Saat ini, aset tersebut sedang berupaya menantang titik resistensi struktural di $17,53—level yang sebelumnya berfungsi sebagai penyokong utama sebelum terjadi keruntuhan harga beberapa waktu lalu. Penembusan yang solid di atas area ini secara teoritis akan membuka jalan bagi BSV menuju target berikutnya di level $20,34. Pemulihan ini juga didukung oleh indikator momentum seperti MACD dan Parabolic SAR yang mulai menunjukkan sinyal positif pada kerangka waktu harian.
• Volume Harian: Melonjak >300% (Estimasi $57,5 Juta).
• Open Interest: Meningkat 23% ke angka $42,86 Juta.
• Rasio Long/Short: 1.09 (Menunjukkan preferensi Bullish di kalangan trader pro).
Data dari pasar derivatif memperkuat narasi pemulihan ini secara signifikan. Kenaikan Open Interest menunjukkan bahwa pelaku pasar tidak hanya menutup posisi pendek mereka, tetapi secara aktif membangun posisi beli baru (long) dengan leverage tinggi.
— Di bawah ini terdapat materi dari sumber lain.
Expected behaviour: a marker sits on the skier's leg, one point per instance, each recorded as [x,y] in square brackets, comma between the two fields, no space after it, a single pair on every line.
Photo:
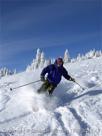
[44,87]
[51,88]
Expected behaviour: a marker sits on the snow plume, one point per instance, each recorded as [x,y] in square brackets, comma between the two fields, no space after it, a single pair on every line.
[29,98]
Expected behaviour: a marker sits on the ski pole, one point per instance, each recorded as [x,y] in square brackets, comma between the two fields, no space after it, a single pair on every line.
[79,85]
[24,85]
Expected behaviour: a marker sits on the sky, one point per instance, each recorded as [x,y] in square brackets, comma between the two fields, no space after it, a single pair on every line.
[51,25]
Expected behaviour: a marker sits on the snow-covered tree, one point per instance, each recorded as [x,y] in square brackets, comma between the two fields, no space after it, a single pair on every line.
[98,53]
[79,57]
[14,72]
[66,57]
[42,60]
[38,56]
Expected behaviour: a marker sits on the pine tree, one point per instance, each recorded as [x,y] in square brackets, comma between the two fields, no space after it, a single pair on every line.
[66,57]
[42,60]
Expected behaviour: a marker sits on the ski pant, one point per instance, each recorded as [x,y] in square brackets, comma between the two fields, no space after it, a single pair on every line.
[47,86]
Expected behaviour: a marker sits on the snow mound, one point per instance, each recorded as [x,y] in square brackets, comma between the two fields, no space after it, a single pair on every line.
[71,111]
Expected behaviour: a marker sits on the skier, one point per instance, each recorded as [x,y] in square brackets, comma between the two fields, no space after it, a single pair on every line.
[55,72]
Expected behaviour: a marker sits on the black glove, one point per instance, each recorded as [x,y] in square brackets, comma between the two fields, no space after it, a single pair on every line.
[42,78]
[72,79]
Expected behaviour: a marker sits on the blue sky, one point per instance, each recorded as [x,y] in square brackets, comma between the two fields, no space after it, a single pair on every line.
[53,26]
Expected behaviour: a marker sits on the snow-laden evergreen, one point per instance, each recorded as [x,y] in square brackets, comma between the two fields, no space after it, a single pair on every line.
[66,57]
[39,62]
[6,72]
[70,112]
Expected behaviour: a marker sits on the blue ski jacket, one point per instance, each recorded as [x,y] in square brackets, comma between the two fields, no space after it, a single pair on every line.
[55,73]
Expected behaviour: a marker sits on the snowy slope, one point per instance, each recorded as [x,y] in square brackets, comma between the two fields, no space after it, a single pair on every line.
[71,111]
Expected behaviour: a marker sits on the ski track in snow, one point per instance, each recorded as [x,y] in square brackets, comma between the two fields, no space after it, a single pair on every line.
[70,112]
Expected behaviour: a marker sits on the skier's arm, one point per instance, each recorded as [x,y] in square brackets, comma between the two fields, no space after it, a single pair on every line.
[68,77]
[65,74]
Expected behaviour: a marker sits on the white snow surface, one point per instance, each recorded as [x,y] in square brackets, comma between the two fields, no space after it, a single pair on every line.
[70,112]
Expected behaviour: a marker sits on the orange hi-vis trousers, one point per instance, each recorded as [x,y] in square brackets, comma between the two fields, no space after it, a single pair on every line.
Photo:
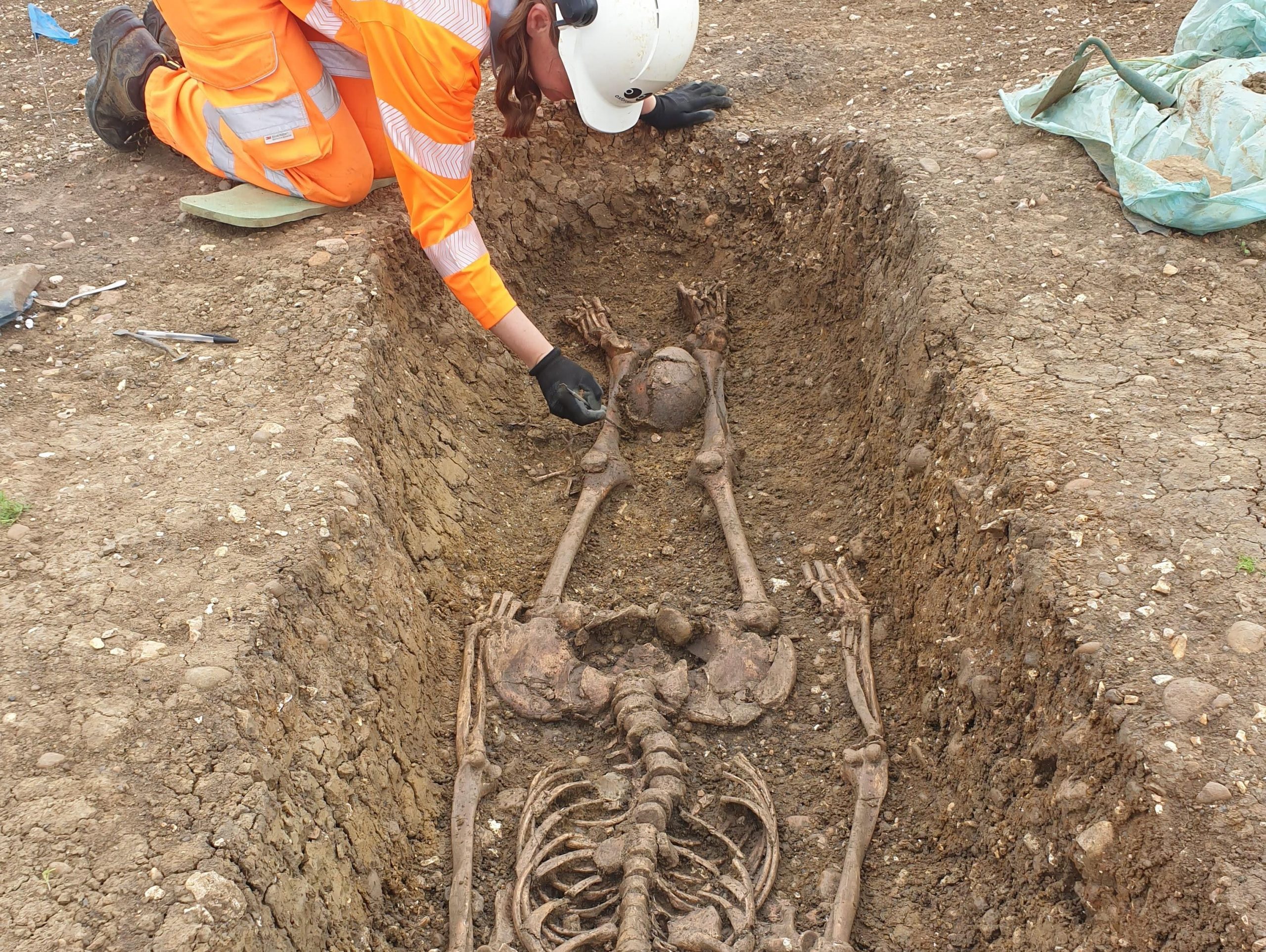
[318,99]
Meskipun hal ini meningkatkan potensi volatilitas jika terjadi aksi ambil untung mendadak, keberpihakan trader di bursa-bursa besar global menunjukkan bahwa sentimen profesional mulai bergeser ke arah positif setelah periode tren menurun yang cukup melelahkan bagi pemegang aset.
Sebagai kesimpulan, Bitcoin SV saat ini berada dalam fase kritis penentuan arah tren masa depan. Meskipun sinyal teknis awal terlihat sangat konstruktif, konfirmasi akhir tetap bergantung pada volume penutupan harian di atas ambang batas $17,50. Investor perlu tetap waspada terhadap potensi koreksi mendalam jika aset gagal menembus barikade pasokan tersebut, yang mungkin akan memaksa harga kembali ke dalam fase akumulasi ulang sebelum mencoba penembusan berikutnya.